Инструкция запрещает критику религии, прикрывая это запрещение неопределенным заявлением относительно нетерпимости всего того, что «в фривольной, враждебной форме направлено против христианской религии вообще или против определенного вероучения». В этой связи Маркс, развивая положение, уже высказанное им в подготовительных работах к диссертации, касается сущности религии. Он пишет: «…отделение общих принципов религии от ее позитивного содержания и от ее определенной формы противоречит уже общим принципам религии, так как каждая религия полагает, что она отличается от всех остальных – особых, мнимых – религий своей особенной сущностью и что именно она в этой своей определенности и является истинной религией» (1, 1; 10).
Это положение представляет особый интерес: оно показывает, чем отличается подход Маркса к религии от фейербаховского. Фейербах видит сущность религии в чувстве и, исследуя ее общее содержание, считает второстепенным все, что отличает одну религию от другой. Между тем каждая религия обладает своими догматами, которые составляют не только форму, но и содержание религии. Противоречия между религиями, то, что они опровергают друг друга, – необходимые проявления внутренне присущих каждой из них (всякому религиозному сознанию вообще) противоречий. Эта точка зрения, которую Маркс развивает в работах 1842 – 1843 гг., не отвергая принципов фейербаховской критики религии, исключает вместе с тем постановку вопроса о некоей «разумной» религии без бога.
Маркс ставит вопрос: почему прусское государство оберегает религию от критики? Он указывает, что религия санкционирует существующее положение вещей. Реакционеры называют Пруссию христианским государством. Это значит, что христианские догматы, т.е. отличие христианства от любой другой религии, его особая сущность, объявляются мерилом государства. Вы хотите, говорит Маркс, «сделать опорой государства не свободный разум, а веру; религия и служит для вас всеобщей санкцией существующего…» (1, 1; 12 – 13).

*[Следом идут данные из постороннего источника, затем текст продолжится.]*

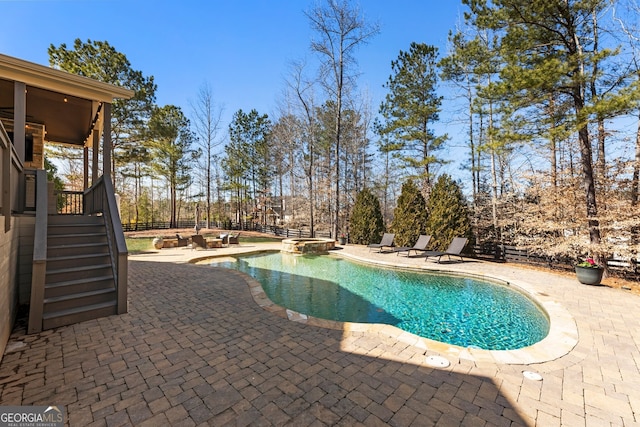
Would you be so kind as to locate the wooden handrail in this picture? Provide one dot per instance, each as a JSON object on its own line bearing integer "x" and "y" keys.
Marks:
{"x": 100, "y": 198}
{"x": 39, "y": 255}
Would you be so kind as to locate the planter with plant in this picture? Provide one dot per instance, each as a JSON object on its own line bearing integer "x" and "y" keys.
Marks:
{"x": 589, "y": 272}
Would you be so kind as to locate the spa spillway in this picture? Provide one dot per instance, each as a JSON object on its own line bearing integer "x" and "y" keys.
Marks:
{"x": 308, "y": 246}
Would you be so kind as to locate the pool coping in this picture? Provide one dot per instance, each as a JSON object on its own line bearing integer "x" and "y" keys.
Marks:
{"x": 561, "y": 339}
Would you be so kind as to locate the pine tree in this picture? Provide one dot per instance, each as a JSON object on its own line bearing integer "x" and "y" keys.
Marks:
{"x": 367, "y": 225}
{"x": 410, "y": 216}
{"x": 448, "y": 213}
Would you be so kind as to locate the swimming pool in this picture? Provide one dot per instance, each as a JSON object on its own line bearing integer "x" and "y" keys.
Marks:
{"x": 450, "y": 309}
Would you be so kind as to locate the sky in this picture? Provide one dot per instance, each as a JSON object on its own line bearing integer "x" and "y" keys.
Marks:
{"x": 243, "y": 50}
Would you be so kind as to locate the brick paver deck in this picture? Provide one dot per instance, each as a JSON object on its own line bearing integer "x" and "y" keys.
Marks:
{"x": 196, "y": 349}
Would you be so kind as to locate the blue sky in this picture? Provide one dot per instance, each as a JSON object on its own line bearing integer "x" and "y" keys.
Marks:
{"x": 242, "y": 49}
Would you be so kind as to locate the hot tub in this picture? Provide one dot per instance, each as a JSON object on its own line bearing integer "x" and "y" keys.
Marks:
{"x": 308, "y": 246}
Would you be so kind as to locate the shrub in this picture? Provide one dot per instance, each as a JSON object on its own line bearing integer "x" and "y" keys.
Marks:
{"x": 448, "y": 213}
{"x": 410, "y": 216}
{"x": 366, "y": 222}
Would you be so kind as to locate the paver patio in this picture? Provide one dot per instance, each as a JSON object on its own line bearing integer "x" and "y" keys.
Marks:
{"x": 196, "y": 349}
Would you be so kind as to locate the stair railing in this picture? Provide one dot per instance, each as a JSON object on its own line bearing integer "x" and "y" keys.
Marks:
{"x": 100, "y": 199}
{"x": 39, "y": 269}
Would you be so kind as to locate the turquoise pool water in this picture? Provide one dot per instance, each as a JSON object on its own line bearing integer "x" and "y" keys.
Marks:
{"x": 455, "y": 310}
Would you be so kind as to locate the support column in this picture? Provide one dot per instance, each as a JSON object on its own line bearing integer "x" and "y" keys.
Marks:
{"x": 106, "y": 142}
{"x": 95, "y": 151}
{"x": 19, "y": 117}
{"x": 85, "y": 169}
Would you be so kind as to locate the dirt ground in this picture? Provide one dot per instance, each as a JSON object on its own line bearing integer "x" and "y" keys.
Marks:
{"x": 612, "y": 282}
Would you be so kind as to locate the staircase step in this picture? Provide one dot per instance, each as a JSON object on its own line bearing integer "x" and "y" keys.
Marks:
{"x": 78, "y": 285}
{"x": 80, "y": 299}
{"x": 79, "y": 272}
{"x": 78, "y": 314}
{"x": 73, "y": 220}
{"x": 77, "y": 260}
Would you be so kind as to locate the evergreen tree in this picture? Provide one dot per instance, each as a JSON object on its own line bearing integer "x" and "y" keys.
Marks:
{"x": 448, "y": 213}
{"x": 171, "y": 140}
{"x": 410, "y": 216}
{"x": 367, "y": 225}
{"x": 411, "y": 108}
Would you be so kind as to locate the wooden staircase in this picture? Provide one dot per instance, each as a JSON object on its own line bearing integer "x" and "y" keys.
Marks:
{"x": 79, "y": 278}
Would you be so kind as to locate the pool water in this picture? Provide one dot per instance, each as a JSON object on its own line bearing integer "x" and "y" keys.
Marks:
{"x": 454, "y": 310}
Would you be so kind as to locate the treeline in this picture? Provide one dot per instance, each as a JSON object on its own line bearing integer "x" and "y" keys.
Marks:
{"x": 547, "y": 92}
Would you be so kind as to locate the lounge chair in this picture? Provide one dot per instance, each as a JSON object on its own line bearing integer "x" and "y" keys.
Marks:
{"x": 420, "y": 246}
{"x": 455, "y": 248}
{"x": 386, "y": 242}
{"x": 182, "y": 241}
{"x": 234, "y": 239}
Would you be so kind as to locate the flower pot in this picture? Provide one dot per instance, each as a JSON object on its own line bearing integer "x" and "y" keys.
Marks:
{"x": 158, "y": 243}
{"x": 589, "y": 275}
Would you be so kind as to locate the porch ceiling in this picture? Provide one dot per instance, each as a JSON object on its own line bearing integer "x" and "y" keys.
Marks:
{"x": 65, "y": 103}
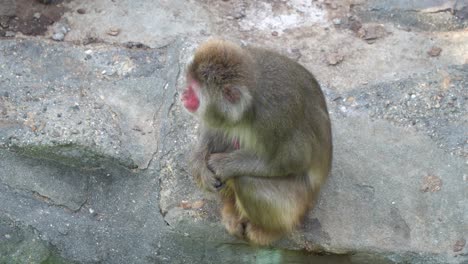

Маркс, как и Б. Бауэр, доказывает, что государство как разумная организация общественной жизни и религия (неразумие) органически враждебны друг другу. С этой точки зрения понятие христианского государства является нонсенсом, а защита государством религии – антигосударственной практикой. И все же позиция Маркса несколько отличается от свойственного Б. Бауэру подхода, поскольку Маркс подчеркивает, что разумность государства основывается на разуме членов общества[41]41
«Нравственное государство предполагает в своих членах государственный образ мыслей, если даже они вступают в оппозицию против органа государства, против правительства. Но в таком обществе, в котором какой-либо один орган мнит себя единственным, исключительным обладателем государственного разума и государственной нравственности, в таком правительстве, которое принципиально противопоставляет себя народу и поэтому считает свой антигосударственный образ мыслей всеобщим, нормальным образом мыслей, – там нечистая совесть политиканствующей клики измышляет законы о тенденции, законы мести, карающие за тот образ мыслей, которого на самом деле придерживаются одни только члены правительства» (1, 1; 15). Это положение иллюстрирует революционно-демократические убеждения Маркса.
[Закрыть].
Б. Бауэр, А. Руге и другие младогегельянцы вслед за Гегелем ставили над «гражданским обществом» с его, как казалось им, прозой частных интересов государство как сферу разума, осуществляющего всеобщую, абсолютную цель. В своих заметках о цензурной инструкции Маркс еще не отвергает этой концепции. Но, подвергая критике феодальное государство как выражение интересов отдельных сословий, что, по его убеждению, противоречит сущности государства, он доказывает, что лишь интересы народа не являются частными, своекорыстными интересами. Поэтому-то законы, противостоящие народу, квалифицируются Марксом как мнимые законы, противоречащие своему понятию. Такого рода законом, вернее, привилегией господствующего сословия Маркс считает указ о цензуре. «Закон, карающий за образ мыслей, не есть закон, изданный государством для его граждан, это – закон одной партии против другой… Это закон – не единения, а разъединения, а все законы разъединения реакционны. Это не закон, а привилегия» (1, 1; 15). Поскольку связь юридических установлений с интересами определенных классов и партий рассматривается здесь как нечто противоречащее праву, это положение носит идеалистический характер. Истинные законы, полагает Маркс, выражают всеобщие, общенародные интересы. Революционно-демократический характер этих положений несомненен.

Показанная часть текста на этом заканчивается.